La recepción y acogida en Madrid de las marchas mineras prestigia a la ciudad y ennoblece a sus habitantes. A sus autoridades, tan nada sensibles ni hospitalarias, las desprestigia absolutamente. Su adhesión partidaria (pero no solo sectaria, sino de casta) a quienes decretan la ruina irreversible de tantas comarcas y poblaciones de Asturias, de León, de Castilla, de Aragón, de Andalucía, las deslegitima, si no en el plano de la aritmética electoral, sí en el plano moral y en el de la indispensable sintonía afectiva y racional con sus compatriotas.
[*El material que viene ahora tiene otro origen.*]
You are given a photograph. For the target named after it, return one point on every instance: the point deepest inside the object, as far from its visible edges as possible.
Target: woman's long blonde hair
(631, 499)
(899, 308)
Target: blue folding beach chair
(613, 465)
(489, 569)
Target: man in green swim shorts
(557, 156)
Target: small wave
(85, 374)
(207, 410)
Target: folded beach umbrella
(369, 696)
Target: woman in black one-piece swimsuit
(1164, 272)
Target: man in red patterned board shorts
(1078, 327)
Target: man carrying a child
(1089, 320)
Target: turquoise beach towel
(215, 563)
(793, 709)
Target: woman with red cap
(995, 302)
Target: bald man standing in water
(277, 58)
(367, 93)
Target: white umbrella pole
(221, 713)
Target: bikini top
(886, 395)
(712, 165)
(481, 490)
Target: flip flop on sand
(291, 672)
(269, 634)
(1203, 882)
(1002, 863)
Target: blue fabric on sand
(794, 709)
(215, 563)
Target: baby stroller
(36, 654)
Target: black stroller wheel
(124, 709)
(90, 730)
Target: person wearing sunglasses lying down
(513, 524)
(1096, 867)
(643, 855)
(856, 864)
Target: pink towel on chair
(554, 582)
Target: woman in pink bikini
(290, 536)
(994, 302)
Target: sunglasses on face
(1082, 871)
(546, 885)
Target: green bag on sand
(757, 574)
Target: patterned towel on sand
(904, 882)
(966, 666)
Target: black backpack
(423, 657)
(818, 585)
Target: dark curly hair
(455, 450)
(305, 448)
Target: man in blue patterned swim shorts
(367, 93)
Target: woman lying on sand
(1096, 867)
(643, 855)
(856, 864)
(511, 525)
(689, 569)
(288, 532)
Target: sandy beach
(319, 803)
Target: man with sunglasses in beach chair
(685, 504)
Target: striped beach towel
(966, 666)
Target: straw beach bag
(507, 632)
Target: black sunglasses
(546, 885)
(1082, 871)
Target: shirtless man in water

Los mineros acuden a Madrid con los pies reventados y con la esperanza de salvarse, de salvar sus pueblos, sus familias, su dignidad, el sentido de sus vidas, pero quienes les reciben, el pueblo bueno de Madrid, con aplausos, vítores y lágrimas, se salvan ya, sólo con este acto de amor y de buena crianza, del miedo y de sus consecuencias naturales, la sumisión y el aborregamiento. En esos mineros de tez cuarteada por el carbón, pero también curtida por el sol radiante que les ha acompañado en su viaje, sus anfitriones madrileños ven su propia necesidad de rebelarse contra el maltrato que el Gobierno de Rajoy dispensa a las víctimas del saqueo de España, del robo sistemático de sus recursos y de sus bienes comunes, por parte de una gentuza que sólo visita de refilón los juzgados, y eso en el mejor de los casos.
Salve, mineros, bienvenidos a Madrid, que hacéis mejor con vuestra presencia. Esa ciudad contiene enormes y crecientes bolsas de pobreza, legiones de parados sin esperanza, innumerables impedidos a los que se niega la atención, centenares de miles de trabajadores a quienes la Caja de Ahorros de su ciudad retiene su dinero y amenaza con apropiarse de una parte, y contiene también toneladas de hastío e indignación. Salve, mineros. Ese es, en tantos sentidos, el saludo que os cuadra, el que merecéis, el que interiormente brota en la ciudadanía a vuestro paso.